Minutos después, comento el caso con dos delegados
sindicales que se ofrecen ―sin compromiso alguno, puesto que yo no soy afiliado
del sindicato para el que trabajan― a acompañarme de vuelta a la maldita puerta
del salón de actos para comprobar y testificar lo que previsiblemente va a
ocurrir de nuevo: que siguen sin dejarme entrar. Ya no está el jefe, pero sus
inferiores, ante los sindicalistas presentes, dan una nueva versión; ahora no
se permite la entrada porque el acto está finalizando. Si se coordinan para la
seguridad igual que para inventarse trolas, cualquier día de estos se llevan
una cama del hospital y ni se enteran. O un scanner. Es lo que tiene la
improvisación y las órdenes imprevistas.
Tal vergüenza debió de pasar uno de ellos, que una
hora más tarde acudió a buscarme, a mi puesto de trabajo, para disculparse en
nombre propio por el bochornoso atropello, disculpas que fueron ―cómo no―
aceptadas. De paso, se le fue la lengua y me confesó que, además de los dos
agentes uniformados de la Policía Nacional
que custodiaban la puerta, había otros tres de paisano; a éstos, en la Dictadura franquista,
les llamábamos «Los Secretas».
La principal conclusión de todo esto es que tienen
miedo, cuando lo que deberían tener es vergüenza. He contado lo que ocurrió, de
la forma más amena posible, y callo muchas cosas por no aburrir ni contaminar.

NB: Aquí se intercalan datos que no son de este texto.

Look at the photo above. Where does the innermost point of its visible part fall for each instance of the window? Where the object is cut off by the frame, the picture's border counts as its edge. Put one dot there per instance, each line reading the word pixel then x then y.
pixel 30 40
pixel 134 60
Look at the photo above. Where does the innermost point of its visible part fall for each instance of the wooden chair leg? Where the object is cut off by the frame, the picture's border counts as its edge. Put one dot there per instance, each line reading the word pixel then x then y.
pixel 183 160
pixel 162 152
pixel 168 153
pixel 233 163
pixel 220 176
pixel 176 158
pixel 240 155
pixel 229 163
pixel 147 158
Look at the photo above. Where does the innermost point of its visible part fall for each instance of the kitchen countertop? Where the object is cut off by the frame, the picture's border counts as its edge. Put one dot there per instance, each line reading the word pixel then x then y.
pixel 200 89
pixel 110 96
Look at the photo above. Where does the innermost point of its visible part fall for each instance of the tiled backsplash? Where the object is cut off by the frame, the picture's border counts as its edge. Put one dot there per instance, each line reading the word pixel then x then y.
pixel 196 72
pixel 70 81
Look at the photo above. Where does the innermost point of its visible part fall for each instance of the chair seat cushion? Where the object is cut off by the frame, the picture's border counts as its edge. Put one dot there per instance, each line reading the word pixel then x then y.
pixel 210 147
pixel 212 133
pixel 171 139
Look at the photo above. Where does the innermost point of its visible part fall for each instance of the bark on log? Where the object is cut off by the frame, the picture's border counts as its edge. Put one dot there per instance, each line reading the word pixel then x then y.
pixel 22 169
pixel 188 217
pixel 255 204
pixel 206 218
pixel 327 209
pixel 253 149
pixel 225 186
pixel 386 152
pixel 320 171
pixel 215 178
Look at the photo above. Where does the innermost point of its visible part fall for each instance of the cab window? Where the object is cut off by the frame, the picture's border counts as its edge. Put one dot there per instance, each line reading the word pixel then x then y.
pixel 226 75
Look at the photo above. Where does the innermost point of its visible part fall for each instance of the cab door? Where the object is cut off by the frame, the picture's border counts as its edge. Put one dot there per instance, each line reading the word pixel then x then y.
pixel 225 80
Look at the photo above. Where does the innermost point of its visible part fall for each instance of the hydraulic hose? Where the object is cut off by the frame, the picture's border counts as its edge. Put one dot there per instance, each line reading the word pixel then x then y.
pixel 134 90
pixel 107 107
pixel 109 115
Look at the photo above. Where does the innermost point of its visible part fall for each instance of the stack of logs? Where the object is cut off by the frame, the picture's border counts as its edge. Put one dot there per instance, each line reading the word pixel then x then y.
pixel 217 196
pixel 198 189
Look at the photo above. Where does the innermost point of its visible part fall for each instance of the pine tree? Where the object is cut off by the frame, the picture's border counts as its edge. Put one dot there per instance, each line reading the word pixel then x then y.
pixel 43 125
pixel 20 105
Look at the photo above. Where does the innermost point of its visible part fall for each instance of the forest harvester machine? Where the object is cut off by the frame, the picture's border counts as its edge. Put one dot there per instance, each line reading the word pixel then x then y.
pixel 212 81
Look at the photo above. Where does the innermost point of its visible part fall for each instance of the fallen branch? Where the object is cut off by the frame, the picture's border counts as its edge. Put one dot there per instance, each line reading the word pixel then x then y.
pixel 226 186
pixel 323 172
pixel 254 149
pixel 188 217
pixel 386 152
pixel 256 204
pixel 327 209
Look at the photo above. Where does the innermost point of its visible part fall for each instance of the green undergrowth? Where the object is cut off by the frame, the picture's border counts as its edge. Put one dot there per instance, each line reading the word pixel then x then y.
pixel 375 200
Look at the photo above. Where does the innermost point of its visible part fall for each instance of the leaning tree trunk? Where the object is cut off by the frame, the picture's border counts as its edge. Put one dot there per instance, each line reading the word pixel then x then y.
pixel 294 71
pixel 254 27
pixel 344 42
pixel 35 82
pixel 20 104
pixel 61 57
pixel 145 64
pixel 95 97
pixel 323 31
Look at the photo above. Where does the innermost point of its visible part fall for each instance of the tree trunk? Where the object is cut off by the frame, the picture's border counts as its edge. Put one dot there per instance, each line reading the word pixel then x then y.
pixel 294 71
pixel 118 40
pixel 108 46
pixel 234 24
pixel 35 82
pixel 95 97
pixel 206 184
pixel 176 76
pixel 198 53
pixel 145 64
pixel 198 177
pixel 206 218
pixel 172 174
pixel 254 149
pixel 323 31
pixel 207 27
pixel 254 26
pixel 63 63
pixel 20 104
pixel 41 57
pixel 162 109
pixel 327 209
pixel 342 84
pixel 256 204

Lo he hecho, además, con exquisitas literalidad y textualidad. Recientes informaciones
revelan cierto cuestionamiento de la gestión del Carlos Haya. Se dice en diversos
mentideros que la gerente ha caído en desgracia porque «debe mejorar en la forma de llevar Carlos Haya y mantener una actitud
más abierta con los profesionales»[2].
Personalmente, la vi nerviosa, hiperalerta, preocupada; las fotos publicadas en
los periódicos, escritos y digitales, no parecen desmentir esta impresión.
Obsérvense con detenimiento. Creo que el traje le viene largo al actual equipo
de dirección. Este emblemático hospital no es lo que es por ellos; lo es a
pesar de ellos. Es hora de que se marchen, que ya les buscarán un despachito o,
si lo prefieren, que vuelvan a su labor original, suponiendo que todos tengan
plaza en propiedad. Y si algunos no la tienen, seguramente tendrán una
puntuación suficiente, en la bolsa de trabajo, para pillar alguna sustitución
temporal al 75%.
Imposible explicarlo mejor. Al suelo todo el mundo!!!!